[Mailman-Users] Chinese characters spam filter?

Fri Jul 8 21:04:52 EDT 2016

Hi,

On 07/07/16 04:41, Mark Sapiro wrote:
> That should be
> 
> ^Subject:.*[list of all Chinese characters here]
> 
> except that if your list's preferred language is English and you haven't
> changed Mailman's character set for English from ASCII to UTF-8, the
> text you are matching against won't contain any Chinese characters
> because the decoded headers are converted to the character set of the
> list's preferred language and all the Chinese characters will be
> converted to '?'.
> 
> You might try something like
> 
> ^Subject:.*\?{4,}
> 
> This will match any subject that contains 4 or more non-ascii characters
> in a row. Unfortunately, it will also match
> 
> Subject: WTF is happening here????
> 
> but you could try some number other than 4 but greater than 1

How about using 'backslashreplace' instead of 'replace' to encode to
list's preferred language in Mailman/Handlers/SpamDetect.py ?
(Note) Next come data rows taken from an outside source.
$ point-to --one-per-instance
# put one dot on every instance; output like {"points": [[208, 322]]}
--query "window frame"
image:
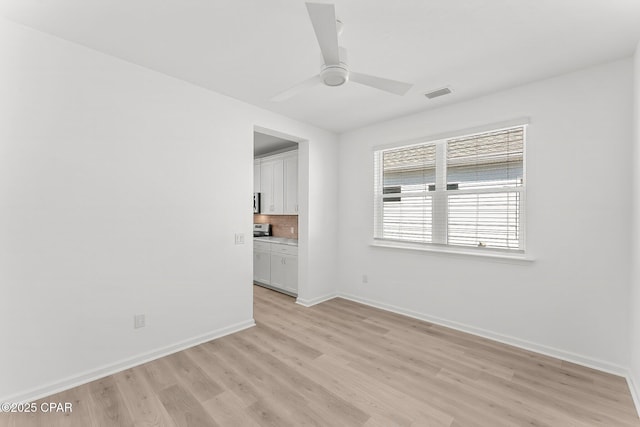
{"points": [[440, 219]]}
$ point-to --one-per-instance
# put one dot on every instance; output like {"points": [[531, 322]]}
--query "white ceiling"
{"points": [[254, 49], [263, 144]]}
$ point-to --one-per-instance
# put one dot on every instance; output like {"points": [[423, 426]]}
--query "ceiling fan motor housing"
{"points": [[336, 74]]}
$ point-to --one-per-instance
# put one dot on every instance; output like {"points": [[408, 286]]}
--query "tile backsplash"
{"points": [[281, 225]]}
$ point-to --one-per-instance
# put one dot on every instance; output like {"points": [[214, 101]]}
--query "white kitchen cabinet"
{"points": [[256, 176], [271, 186], [290, 164], [279, 183], [278, 269], [262, 262], [284, 267]]}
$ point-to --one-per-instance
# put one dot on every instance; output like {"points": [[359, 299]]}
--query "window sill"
{"points": [[447, 250]]}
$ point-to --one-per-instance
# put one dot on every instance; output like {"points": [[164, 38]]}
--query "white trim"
{"points": [[568, 356], [522, 121], [106, 370], [313, 301], [453, 250], [634, 388]]}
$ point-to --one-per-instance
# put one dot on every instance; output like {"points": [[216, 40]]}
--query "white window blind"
{"points": [[466, 191]]}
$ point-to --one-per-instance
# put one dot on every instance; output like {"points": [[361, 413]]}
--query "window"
{"points": [[465, 191]]}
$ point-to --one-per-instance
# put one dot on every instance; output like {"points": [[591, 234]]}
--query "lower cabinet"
{"points": [[261, 263], [276, 265]]}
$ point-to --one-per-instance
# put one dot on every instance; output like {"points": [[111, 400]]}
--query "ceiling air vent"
{"points": [[437, 93]]}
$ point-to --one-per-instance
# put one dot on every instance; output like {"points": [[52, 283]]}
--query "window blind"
{"points": [[406, 205], [465, 191], [479, 163]]}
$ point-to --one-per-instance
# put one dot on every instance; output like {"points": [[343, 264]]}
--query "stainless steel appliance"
{"points": [[260, 230], [256, 202]]}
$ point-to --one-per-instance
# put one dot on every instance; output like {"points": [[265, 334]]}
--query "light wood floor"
{"points": [[344, 364]]}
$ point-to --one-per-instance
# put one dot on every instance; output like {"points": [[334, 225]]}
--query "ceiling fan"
{"points": [[335, 70]]}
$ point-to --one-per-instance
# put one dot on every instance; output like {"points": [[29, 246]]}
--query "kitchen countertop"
{"points": [[281, 240]]}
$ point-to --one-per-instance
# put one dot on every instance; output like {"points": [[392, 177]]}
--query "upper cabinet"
{"points": [[279, 184], [256, 176], [290, 164]]}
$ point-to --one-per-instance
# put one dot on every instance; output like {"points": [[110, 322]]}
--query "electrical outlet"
{"points": [[139, 321]]}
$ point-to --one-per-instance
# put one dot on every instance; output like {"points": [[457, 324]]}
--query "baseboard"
{"points": [[314, 301], [634, 387], [505, 339], [106, 370]]}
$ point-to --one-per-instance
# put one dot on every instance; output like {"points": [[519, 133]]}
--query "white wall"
{"points": [[572, 300], [120, 193], [634, 300]]}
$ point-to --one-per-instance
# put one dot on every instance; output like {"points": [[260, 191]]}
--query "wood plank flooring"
{"points": [[344, 364]]}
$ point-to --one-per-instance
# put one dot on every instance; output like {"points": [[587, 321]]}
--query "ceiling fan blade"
{"points": [[297, 88], [387, 85], [323, 18]]}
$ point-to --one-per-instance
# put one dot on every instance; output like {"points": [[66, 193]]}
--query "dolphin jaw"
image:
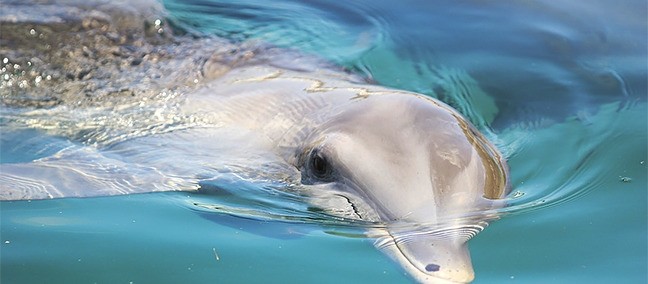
{"points": [[431, 256]]}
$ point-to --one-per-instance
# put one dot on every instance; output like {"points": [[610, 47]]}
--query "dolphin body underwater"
{"points": [[370, 153]]}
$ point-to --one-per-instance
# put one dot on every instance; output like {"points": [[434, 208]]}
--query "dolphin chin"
{"points": [[439, 256]]}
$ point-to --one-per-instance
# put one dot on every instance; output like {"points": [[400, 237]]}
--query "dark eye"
{"points": [[320, 166]]}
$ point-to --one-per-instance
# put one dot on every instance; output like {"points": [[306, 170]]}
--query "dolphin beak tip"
{"points": [[430, 260]]}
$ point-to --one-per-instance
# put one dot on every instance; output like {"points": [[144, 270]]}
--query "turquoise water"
{"points": [[559, 87]]}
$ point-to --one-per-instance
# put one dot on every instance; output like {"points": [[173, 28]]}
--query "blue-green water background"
{"points": [[566, 89]]}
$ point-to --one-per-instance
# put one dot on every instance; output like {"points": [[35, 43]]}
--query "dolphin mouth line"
{"points": [[390, 241]]}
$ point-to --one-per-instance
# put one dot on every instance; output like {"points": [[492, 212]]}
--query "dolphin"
{"points": [[371, 153]]}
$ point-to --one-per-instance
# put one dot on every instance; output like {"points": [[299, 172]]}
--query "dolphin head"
{"points": [[416, 166]]}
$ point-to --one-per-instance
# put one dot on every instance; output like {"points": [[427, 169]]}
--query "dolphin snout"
{"points": [[431, 258]]}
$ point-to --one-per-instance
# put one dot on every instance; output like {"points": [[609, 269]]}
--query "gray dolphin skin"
{"points": [[367, 152]]}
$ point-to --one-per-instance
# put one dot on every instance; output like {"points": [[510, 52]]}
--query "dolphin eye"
{"points": [[320, 166]]}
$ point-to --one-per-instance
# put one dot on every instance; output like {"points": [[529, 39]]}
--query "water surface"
{"points": [[559, 87]]}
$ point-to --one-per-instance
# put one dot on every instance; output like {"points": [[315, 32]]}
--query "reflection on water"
{"points": [[559, 87]]}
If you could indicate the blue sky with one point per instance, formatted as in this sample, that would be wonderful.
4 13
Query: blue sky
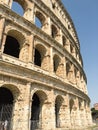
84 14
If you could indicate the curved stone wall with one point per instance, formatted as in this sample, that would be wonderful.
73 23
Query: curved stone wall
41 65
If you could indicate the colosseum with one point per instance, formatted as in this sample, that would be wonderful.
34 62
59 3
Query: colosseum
42 82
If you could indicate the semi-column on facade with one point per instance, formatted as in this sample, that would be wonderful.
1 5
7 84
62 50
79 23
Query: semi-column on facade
42 81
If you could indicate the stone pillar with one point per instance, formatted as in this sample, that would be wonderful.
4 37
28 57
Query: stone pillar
51 59
2 22
78 79
24 53
48 113
10 3
3 42
65 113
47 26
31 48
46 62
59 37
77 121
61 68
74 52
83 115
29 12
22 109
88 116
68 45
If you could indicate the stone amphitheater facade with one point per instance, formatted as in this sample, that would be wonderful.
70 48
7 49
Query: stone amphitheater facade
42 81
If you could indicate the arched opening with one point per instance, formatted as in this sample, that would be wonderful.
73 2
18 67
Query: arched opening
39 19
16 7
6 106
67 69
12 47
38 22
64 41
57 107
35 112
71 104
58 104
56 61
37 58
53 31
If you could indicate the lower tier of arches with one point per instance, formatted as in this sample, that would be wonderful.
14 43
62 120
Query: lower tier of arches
31 106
Then, desirable pattern in this case seems to be

~Subject.*(\\u[0-9a-f]{4}){4}

It also matches strings like 
'What does the string "\\u6709\\u9650\\u516c\\u53f8" mean?', though.

=== modified file 'Mailman/Handlers/SpamDetect.py'

--- Mailman/Handlers/SpamDetect.py      2016-01-18 23:56:58 +0000
+++ Mailman/Handlers/SpamDetect.py      2016-07-09 00:47:33 +0000
@@ -86,7 +86,7 @@
                 # unicode it as iso-8859-1 which may result in a garbled
                 # mess, but we have to do something.
                 uvalue += unicode(frag, 'iso-8859-1', 'replace')
-        headers += '%s: %s\n' % (h, uvalue.encode(cset, 'replace'))
+        headers += '%s: %s\n' % (h, uvalue.encode(cset, 'backslashreplace'))
     return headers

-- 
Yasuhito FUTATSUKI <futatuki at poem.co.jp>